Weil viele Unternehmen über die mangelnde Eignung von Jugendlichen für die Ausbildung klagen. Um dem zu begegnen, "sollten Eignungsfeststellungen, die Empfehlung für einen bestimmten Beruf und eine stärkere Begleitung der Jugendlichen durch das bbw ..." auf dem Weg zum Ausbildungsplatz und die erste Zeit danach "...richtig sein. Wenn nötig könnte hier auch eine Nachqualifizierung stattfinden. Um das für Firmen unkomplizierter zu ermöglichen, "ist der
Aufbau eines Betrieblichen Trainingszentrums in Planung, das die Berufsfähigkeit künftiger Fachkräfte (wieder-)herstellen soll. In diesem Betrieblichen Trainingszentrum gehe es darum, neben der beruflichen Orientierung bei Bedarf die psychische Stabilität der Teilnehmer/-innen zu festigen, die Fähigkeiten zu steigern, alltägliche Lebenssituationen im Berufsleben zu steigern, Belastbarkeit und Leistungsfähigkeit zu stärken und die nötigen beruflichen Fähigkeiten und Fertigkeiten für passende Berufe zu entwickeln und auszubauen.
Anders als in Ostbrandenburg, wo Unternehmen und bbw für die Besetzung jedes einzelnen betrieblichen Ausbildungsplatzes kreativ werden müssten, sei das in China komplett anders. Dort sind ist das bbw Bildungswerk der Wirtschaft mit seiner
Tochtergesellschaft bbw VES bereits an acht Standorten als Ausbildungsexperte etabliert und sowohl bei europäischen Firmen, als auch den chinesischen Institutionen zur Wirtschaftsförderung hoch angesehen. Dort praktiziert das bbw das erfolgreiche Modell der
dualen Ausbildung in Metall- und Elektroberufen mit großem Zulauf an Bewerbern.
In Vertretung des OB von Frankfurt (Oder) sprach
Mario Quast von der Wirtschaftsförderung der Stadt. Auch er sah
in der EUROREGION viele positive wirtschaftliche Entwicklungen. Gerade am Tag des Neujahrsempfangs sei das erste gemeinsame deutsch-polnische Tourismuskonzept in Slubice verabschiedet worden. Mit einem
Plädoyer für Weltoffenheit und interkulturellen Austausch, so wie er in der Region bereits seit vielen Jahren gelebt würde, bedankte er sich bei den Unternehmen der Region. Veranstaltungen wie das internationale Kinderfest für deutsche, polnische und Flüchtlingskinder im Rahmen des "Lebendigen Adventskalenders", an dem sich in diesem Jahr auch das bbw beteiligt habe, seien "ein schönes Erlebnis und ein wichtiges Engagement, das nicht selbstverständlich ist", sagte Mario Quast.
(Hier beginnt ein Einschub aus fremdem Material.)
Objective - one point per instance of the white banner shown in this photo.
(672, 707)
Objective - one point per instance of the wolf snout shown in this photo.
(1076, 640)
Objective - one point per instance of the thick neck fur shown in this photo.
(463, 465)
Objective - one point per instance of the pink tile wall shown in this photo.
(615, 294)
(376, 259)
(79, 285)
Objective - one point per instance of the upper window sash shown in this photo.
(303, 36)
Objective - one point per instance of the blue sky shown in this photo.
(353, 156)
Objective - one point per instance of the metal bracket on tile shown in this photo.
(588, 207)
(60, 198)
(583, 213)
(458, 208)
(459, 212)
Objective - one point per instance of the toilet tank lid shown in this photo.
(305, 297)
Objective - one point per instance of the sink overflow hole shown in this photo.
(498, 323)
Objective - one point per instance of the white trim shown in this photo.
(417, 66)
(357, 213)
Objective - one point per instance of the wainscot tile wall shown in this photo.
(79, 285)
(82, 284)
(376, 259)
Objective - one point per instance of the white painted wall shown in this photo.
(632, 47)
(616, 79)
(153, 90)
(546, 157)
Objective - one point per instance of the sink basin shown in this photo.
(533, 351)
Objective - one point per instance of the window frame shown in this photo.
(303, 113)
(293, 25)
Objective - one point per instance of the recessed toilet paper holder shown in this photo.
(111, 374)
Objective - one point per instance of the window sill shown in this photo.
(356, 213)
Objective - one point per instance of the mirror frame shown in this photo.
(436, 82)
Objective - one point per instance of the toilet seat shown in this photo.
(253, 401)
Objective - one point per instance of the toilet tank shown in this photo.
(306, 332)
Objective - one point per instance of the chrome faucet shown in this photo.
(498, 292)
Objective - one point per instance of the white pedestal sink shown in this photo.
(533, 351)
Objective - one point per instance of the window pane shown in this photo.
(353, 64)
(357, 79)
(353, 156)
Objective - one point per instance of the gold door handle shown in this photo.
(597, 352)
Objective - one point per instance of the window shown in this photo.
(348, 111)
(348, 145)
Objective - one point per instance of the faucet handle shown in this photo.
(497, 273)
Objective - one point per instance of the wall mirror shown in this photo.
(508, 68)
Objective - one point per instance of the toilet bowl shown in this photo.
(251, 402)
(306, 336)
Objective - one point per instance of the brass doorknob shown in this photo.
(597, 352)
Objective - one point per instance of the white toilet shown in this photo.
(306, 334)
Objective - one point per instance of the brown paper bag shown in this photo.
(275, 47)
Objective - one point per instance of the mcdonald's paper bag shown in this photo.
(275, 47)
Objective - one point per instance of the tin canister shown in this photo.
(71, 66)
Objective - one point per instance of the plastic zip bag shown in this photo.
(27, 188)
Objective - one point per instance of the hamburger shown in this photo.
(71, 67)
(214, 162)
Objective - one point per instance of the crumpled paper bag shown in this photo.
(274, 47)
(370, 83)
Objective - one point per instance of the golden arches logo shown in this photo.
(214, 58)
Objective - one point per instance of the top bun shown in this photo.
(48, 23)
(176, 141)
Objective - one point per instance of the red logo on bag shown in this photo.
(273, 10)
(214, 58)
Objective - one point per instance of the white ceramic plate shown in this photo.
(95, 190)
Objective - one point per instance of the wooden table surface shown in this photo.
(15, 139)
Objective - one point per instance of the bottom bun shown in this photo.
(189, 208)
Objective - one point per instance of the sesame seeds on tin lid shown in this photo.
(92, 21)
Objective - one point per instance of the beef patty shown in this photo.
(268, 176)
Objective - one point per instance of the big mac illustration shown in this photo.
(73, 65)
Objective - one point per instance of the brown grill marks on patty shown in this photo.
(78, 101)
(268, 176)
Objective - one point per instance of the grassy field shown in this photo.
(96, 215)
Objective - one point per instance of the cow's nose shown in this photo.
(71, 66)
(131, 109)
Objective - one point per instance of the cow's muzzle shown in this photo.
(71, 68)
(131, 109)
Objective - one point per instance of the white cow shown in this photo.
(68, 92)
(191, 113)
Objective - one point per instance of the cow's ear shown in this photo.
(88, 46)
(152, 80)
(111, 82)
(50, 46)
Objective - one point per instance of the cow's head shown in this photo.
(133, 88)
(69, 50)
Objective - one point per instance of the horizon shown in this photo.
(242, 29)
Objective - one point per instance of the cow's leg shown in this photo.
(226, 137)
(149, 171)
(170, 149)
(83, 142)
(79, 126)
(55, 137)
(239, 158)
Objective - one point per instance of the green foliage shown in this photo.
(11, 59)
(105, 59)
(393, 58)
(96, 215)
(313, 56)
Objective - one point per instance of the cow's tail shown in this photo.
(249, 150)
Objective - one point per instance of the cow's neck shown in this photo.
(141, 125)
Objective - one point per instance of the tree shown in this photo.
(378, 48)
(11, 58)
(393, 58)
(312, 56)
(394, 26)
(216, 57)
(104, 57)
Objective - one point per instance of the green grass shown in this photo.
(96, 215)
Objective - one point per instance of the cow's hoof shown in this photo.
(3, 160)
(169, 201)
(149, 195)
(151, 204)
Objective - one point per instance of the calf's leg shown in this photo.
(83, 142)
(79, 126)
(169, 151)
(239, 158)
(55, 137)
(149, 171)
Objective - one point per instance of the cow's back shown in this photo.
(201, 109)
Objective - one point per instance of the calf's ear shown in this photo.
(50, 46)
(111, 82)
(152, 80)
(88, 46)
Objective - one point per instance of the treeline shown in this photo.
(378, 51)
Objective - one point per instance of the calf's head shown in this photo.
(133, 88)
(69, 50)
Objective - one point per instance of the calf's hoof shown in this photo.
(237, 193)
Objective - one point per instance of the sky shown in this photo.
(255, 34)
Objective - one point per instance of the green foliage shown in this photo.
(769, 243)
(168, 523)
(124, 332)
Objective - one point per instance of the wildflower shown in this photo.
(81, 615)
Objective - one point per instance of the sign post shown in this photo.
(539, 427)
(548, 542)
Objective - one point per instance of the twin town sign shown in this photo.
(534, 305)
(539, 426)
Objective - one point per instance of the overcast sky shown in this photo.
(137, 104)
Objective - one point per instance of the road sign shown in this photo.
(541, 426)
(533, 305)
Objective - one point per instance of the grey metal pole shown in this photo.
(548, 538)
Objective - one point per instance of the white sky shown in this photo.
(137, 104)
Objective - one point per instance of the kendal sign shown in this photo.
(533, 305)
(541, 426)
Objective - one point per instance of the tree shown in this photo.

Er sehe für die Zukunft die wichtigste Aufgabe darin, die Wirtschaftsförderung umzubauen: "Sie muss näher ran an die Unternehmen." Dafür stellte er fünf Schritte vor. So ist neben den großen Aufgaben der
Digitalisierung u.a. geplant, dass Unternehmen wieder einen individuellen Ansprech-Partner in der Wirtschaftsförderung haben: "Die 5.000 Stammunternehmen haben einen Anspruch darauf, ihre Probleme und Ideen direkt an den Mann zu bringen." Auch die Wirtschaftsförderung der Stadt Frankfurt (Oder) sieht in der
Fachkräftesicherung eine der größten Herausforderungen für die Zukunft. Hier gebe es schon viele gute Beispiele von Zuschüssen zum Benzingeld für Azubis bis hin zur Nutzung von Dienstwagen. Mario Quast verwies zu diesem Thema noch einmal auf die gemeinsame Verantwortung: "Junge Fachkräfte von morgen können wir nur halten, wenn sie sich wohlfühlen. Dafür können wir als Stadt einen Beitrag leisten und dafür leisten Sie als Firmen einen wichtigen Beitrag. Das ist gut."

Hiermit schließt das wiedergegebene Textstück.